C’est cette influence plus ou moins perceptible des activités humaines sur le paysage que documente Lise Gaudaire. Elle photographie par exemple une forêt après le passage des bûcherons, transformée de manière évidente par l’abattage des arbres. Mais la forêt se trouve tout autant modifiée par d’autres aménagements moins sensibles au premier abord, comme les plantations de nouveaux arbres gérées par les employés de l’Office National des Forêts, qui changent la forêt au fil des ans. Les paysages sont le résultat de décisions (économiques, administratives ou politiques) qui agissent sur leur morphologie. Ils ne sont pas « déjà là », immuables, mais sont au contraire perpétuellement mouvants, toujours en devenir.
Les Faiseurs de paysage est l’aboutissement de trois résidences artistiques, ayant donné lieu à trois chapitres, rassemblés ici pour la première fois. Le projet a débuté à Bazouges-la-Pérouse (Ille-et-Vilaine) et concerne la forêt. Il s’est poursuivi à Pontmain (Mayenne) en se concentrant sur le bocage, pour s’achever avec le dernier chapitre, dans le Trégor, qui se rapporte à la rivière. Dans les environs de Lannion, Lise Gaudaire a ainsi photographié le Léguer, cours d’eau ponctué de nombreux barrages qui sont maintenant progressivement effacés pour retrouver son caractère sauvage. Cette renaturalisation, là aussi entièrement planifiée et contrôlée par l’homme, est l’objet — indirect — des clichés de l’artiste.

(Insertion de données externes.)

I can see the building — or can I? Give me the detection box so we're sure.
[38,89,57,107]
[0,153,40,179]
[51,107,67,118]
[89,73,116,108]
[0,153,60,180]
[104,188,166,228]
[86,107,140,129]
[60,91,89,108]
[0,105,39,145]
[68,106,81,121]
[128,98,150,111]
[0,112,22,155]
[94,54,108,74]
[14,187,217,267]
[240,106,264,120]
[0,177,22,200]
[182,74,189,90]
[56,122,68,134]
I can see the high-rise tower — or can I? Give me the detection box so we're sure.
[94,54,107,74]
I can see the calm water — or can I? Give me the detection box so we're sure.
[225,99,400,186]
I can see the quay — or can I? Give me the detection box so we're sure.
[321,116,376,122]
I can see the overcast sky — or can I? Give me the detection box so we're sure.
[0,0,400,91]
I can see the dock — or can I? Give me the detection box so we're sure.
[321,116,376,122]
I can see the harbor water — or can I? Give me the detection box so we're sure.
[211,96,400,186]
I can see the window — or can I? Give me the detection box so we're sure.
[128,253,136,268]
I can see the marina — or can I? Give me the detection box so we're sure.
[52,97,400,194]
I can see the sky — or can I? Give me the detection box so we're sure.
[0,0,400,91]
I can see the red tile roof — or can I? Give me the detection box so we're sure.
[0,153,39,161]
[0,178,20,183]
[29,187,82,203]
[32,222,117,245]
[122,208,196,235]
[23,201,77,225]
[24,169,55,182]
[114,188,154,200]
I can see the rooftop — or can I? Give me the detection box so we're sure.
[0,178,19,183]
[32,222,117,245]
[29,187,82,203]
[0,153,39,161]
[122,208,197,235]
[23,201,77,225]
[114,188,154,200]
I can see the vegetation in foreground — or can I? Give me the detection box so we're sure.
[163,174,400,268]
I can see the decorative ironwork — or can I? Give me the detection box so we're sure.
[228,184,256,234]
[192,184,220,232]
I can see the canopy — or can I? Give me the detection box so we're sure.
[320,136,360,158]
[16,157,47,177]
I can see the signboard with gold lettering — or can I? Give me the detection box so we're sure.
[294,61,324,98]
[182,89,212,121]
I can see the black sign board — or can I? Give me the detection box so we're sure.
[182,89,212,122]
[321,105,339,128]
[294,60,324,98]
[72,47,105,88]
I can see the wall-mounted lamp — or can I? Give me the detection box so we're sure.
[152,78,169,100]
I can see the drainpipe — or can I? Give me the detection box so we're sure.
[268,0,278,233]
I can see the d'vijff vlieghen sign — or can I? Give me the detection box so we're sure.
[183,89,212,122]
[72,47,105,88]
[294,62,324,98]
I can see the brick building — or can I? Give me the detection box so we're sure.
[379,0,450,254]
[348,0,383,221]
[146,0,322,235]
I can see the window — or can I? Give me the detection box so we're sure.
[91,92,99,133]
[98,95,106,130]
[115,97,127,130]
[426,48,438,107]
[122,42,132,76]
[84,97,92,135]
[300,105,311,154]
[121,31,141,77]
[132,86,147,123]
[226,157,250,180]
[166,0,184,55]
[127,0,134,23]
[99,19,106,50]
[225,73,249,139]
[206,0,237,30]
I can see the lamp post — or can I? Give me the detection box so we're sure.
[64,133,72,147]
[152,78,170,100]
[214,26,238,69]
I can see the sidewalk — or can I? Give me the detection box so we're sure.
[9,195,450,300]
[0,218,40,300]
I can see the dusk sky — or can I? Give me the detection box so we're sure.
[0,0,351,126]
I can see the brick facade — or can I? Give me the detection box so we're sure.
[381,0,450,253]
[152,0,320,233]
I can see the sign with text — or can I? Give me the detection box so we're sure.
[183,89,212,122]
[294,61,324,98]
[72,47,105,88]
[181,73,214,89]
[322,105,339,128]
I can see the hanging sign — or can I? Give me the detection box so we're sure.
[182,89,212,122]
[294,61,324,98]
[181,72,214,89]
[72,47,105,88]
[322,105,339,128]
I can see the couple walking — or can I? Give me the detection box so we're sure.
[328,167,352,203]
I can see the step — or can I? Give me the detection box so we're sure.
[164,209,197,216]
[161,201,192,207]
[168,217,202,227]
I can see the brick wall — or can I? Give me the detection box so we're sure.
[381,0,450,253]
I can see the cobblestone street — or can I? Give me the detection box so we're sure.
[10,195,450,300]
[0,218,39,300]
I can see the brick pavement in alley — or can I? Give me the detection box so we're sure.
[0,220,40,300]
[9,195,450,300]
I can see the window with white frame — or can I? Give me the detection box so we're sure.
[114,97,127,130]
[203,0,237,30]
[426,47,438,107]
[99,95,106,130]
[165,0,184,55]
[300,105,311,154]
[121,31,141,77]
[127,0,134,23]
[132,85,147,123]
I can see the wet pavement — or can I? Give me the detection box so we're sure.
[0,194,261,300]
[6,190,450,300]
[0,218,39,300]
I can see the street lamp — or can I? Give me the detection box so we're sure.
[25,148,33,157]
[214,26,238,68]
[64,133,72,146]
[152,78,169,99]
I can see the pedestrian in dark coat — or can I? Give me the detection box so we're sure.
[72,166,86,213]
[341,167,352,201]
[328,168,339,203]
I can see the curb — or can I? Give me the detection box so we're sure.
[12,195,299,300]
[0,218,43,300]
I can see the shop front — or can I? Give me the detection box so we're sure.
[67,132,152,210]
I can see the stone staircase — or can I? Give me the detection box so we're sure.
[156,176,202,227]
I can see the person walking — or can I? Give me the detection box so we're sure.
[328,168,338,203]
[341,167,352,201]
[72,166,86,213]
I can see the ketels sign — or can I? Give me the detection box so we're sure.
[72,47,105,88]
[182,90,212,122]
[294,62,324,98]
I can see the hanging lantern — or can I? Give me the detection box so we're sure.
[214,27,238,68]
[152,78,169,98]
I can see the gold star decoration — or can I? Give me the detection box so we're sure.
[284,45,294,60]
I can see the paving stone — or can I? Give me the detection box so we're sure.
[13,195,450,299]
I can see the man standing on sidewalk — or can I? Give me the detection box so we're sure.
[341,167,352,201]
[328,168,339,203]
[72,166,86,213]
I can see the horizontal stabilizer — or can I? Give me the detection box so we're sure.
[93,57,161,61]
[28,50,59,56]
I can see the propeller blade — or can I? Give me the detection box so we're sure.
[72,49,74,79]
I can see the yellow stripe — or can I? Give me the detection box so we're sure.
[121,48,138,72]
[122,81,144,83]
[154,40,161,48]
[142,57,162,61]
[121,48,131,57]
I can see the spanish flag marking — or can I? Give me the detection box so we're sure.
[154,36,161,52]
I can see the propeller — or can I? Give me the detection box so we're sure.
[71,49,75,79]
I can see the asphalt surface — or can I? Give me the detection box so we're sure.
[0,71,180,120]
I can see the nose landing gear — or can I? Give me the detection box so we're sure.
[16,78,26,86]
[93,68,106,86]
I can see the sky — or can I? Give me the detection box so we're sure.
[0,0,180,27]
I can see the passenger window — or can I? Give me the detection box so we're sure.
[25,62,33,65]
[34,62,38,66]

Pour l’accompagner dans sa découverte des lieux, Lise Gaudaire s’entoure de différents interlocuteurs qui l’aident à comprendre les sites, à en saisir toute la complexité au-delà des apparences. Dans sa série, les vues de paysages se trouvent associées aux portraits de ceux qui les construisent (paysans, pêcheurs, agents des espaces verts, etc.), photographiés le plus souvent parmi la végétation. Les fougères, le houx et le lierre envahissent les images jusqu’à occuper parfois toute la surface des photographies. Dans les broussailles luxuriantes, dans les lisières de forêt touffues ou sur les berges humides, le paysage et l’humain s’entrecroisent et se mêlent. L’un façonne l’autre autant qu’il est façonné par celui-ci.
Biographie
Lise Gaudaire est diplômée de l’École Supérieure d’Art de Lorient en 2007. Après des séries de portraits consacrées à son père paysan, à l’enfance en famille d’accueil et au passage de l’adolescence à l’âge adulte, elle s’intéresse depuis 2013 aux rapports que l’homme entretient avec le paysage, avec son territoire, à la manière qu’il a de le regarder et de l’appréhender, et en particulier à celles et ceux qui le travaillent. Munie de sa chambre photographique et de son micro, souvent accompagnée de personnes qui vivent et font l’espace rural — paysans, gardes forestiers, techniciens —, elle arpente la campagne. Elle les suit, les enregistre, échange et les photographie, eux et leurs paysages. Les séries photographiques de Lise Gaudaire, au-delà de leur dimension sensible, s’apparentent ainsi autant à une démarche de type anthropologique qu’à une archéologie du paysage.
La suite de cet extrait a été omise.